To assess the role of ROR2 in tumorigenesis, we investigated its effects on cell growth, cell cycle, and apoptosis. Immunostaining showed that ROR2 was located at the cell membrane and less often in cytoplasm in ROR2-transiently transfected cells (Fig. 3a). Colony formation assay showed that ROR2 significantly suppressed tumor cell colony formation (colony numbers down to ~20–40 % of controls) (* p < 0.05) (Fig. 3b), with the WNT5A-ROR2 double-negative cell line KYSE150 had the greatest effect. Soft agar assay also showed that colony numbers were significantly decreased to ~50 % in ROR2-expressing HONE1 and KYSE150 cells, along with reduced colony size (*** p < 0.001) (Fig. 3c). On the contrary, RNAi-mediated knockdown of endogenous ROR2 significantly enhanced the growth of ZR-75-1 and KYSE140 cells by ~30 % (** p < 0.01, *** p < 0.001) (Fig. 3d; Supplementary Fig. S3A). These data suggest that ROR2 does act as a tumor suppressor through inhibiting cell growth of tumor cells.
Fig. 3.
ROR2 inhibits tumor cell growth and induces tumor cell apoptosis. a Immunostaining showed that ROR2 (red) was localized at the cell membrane in ROR2-transfected cells using mouse anti-ROR2 monoclonal antibody. DAPI counterstaining (blue) was used to visualize DNA. Original magnification, ×400. Scale bar 20 μm. b, d Representative colony formation assays. Quantitative analyses of colony numbers are shown as values of mean ± SD (left panel), ROR2 expression was measured by RT-PCR (right panel), *p < 0.05, **p < 0.01. c The effect of ectopic expression of ROR2 on tumor cell growth as measured by soft agar assay. Quantitative analyses of colony numbers are shown as values of mean ± SD. ROR2 expression was measured by Western-blot analysis, ***p < 0.001
Ectopic expression of ROR2 also significantly increased the proportion of G2/M phase cells (* p < 0.05) (Fig. 4a, d), together with upregulated p27 protein level (Fig. 4b), while knockdown of ROR2 by siRNA significantly increased the progression of cell cycle S phase (* p < 0.05) (Fig. 4a). TUNEL staining revealed a significant increase of apoptotic cells in ROR2-expressing MB231 and KYSE150 cells (* p < 0.05) (Fig. 4b, d), as also confirmed by elevated-cleaved caspase 3 and poly (ADP-ribose) polymerase (Fig. 4b). Thus, ROR2 functions as a TSG in tumor cells, irrespective of their WNT5A status.
Fig. 4.
a Effect of ROR2 on cell cycle distribution of tumor cells. Representative cell cycle analysis and summarized flow cytometry data are shown.
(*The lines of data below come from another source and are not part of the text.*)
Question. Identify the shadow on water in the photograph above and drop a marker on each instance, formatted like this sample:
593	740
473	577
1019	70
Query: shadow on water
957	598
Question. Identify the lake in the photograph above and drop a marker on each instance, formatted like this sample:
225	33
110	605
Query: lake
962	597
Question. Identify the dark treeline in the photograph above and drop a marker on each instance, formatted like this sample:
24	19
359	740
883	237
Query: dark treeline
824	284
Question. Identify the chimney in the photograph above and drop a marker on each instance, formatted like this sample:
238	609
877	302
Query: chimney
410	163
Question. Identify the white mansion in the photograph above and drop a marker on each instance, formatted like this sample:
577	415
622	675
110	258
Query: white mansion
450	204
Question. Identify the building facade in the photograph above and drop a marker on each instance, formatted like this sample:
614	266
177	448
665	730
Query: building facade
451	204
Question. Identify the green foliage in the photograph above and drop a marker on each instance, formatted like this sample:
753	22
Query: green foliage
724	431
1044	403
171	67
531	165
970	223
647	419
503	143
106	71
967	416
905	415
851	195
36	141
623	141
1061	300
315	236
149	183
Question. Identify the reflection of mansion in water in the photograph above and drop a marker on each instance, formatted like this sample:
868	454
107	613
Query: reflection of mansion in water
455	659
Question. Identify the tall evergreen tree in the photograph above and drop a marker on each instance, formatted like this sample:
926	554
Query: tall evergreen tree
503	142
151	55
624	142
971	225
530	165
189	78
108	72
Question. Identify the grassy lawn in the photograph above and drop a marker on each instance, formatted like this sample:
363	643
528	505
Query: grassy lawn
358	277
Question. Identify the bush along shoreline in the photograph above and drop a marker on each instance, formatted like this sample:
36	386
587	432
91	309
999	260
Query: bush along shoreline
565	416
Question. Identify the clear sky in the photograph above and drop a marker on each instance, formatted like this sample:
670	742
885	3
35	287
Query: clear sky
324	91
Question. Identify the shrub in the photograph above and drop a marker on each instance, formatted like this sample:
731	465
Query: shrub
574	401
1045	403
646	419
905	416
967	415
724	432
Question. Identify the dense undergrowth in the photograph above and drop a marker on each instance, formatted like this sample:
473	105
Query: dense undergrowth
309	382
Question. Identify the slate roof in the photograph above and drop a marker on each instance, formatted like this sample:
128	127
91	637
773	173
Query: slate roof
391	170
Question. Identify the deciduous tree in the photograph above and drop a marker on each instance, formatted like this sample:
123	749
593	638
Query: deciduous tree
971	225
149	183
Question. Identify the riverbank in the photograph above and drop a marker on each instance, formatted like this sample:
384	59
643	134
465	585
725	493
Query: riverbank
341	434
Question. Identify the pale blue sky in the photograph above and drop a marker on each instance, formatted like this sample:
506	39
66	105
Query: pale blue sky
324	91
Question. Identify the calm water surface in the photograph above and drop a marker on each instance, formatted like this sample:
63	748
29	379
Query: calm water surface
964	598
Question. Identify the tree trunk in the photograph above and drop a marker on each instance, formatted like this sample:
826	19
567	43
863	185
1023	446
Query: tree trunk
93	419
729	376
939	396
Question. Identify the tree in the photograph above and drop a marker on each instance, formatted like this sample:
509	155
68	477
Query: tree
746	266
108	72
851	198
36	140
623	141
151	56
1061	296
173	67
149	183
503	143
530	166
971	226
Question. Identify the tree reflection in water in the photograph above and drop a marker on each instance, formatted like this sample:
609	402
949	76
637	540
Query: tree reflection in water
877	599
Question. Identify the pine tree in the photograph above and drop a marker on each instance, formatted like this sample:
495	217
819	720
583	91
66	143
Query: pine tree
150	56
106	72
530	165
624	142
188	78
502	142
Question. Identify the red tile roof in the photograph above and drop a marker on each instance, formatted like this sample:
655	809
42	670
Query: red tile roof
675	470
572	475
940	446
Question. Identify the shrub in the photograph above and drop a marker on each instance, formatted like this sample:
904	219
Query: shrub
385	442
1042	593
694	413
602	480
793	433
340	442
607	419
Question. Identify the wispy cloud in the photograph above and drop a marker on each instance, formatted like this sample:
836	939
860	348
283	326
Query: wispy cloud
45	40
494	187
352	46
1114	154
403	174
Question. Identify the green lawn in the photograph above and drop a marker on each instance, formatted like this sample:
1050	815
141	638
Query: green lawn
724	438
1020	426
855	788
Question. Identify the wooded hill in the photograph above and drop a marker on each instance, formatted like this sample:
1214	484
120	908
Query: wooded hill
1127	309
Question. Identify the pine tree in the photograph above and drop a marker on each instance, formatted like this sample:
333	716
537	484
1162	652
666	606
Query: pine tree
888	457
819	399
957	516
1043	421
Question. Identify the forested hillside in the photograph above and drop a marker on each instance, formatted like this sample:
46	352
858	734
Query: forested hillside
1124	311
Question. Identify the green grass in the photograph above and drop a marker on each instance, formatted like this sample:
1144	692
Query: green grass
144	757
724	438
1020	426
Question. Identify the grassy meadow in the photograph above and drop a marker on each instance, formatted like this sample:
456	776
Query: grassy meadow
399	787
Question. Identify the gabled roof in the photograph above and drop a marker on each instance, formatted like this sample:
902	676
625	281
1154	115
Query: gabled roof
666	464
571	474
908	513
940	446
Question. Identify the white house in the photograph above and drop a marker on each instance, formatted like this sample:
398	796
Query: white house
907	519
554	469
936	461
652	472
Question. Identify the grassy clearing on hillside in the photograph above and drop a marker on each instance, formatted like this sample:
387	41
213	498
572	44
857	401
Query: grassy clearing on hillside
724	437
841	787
Results are represented as mean ± SD and based on three independent experiments. *p < 0.05. b TUNEL assay of ROR2 and vector-expressing MB231 tumor cells. *p < 0.05. Western blot showing upregulation of p27, cleaved caspase 3 and cleaved-PARP in ROR2-expressing MB231 and KYSE150 cells. c Migration of ROR2- or empty vector-transfected tumor cells by scratch wound healing assay. Width of remaining open wound measured in relation to time 0 h separation. **p < 0.01, ***p < 0.001. Transwell migration assay of ROR2-expressing tumor cells. Migrated cells at the lower surface of the transwell filter were stained (left panel) and counted (right panel). Original magnification, ×400. ***p < 0.0001. d Effects of cell cycle, apoptosis, and migration on KYSE150 cells treated with or without doxorubicin. *p < 0.05, **p < 0.01, ***p < 0.001
ROR2 inhibits tumor cell migration/invasion and promotes chemosensitivity
We next employed wound-healing and Matrigel assays to assess the effects of ROR2 expression on cell migration and invasion in WNT5A+/ROR2-, WNT5A-/ROR2-, and WNT5A+/ROR2+ cells. Scratch wound-healing assay showed that ROR2 expression significantly inhibited the wound closure of tumor cells (** p < 0.01, *** p < 0.001) (Fig. 4c; Supplementary Fig. S4A). In contrast, ROR2 depletion by pooled shRNA promoted the wound closure of tumor cells (Supplementary Fig. S3B). Matrigel assay revealed a significant suppression of invasion across the Matrigel (by ~90 %) for ROR2-expressing tumor cells (*** p < 0.001) (Fig. 4c), suggesting its anti-metastatic feature.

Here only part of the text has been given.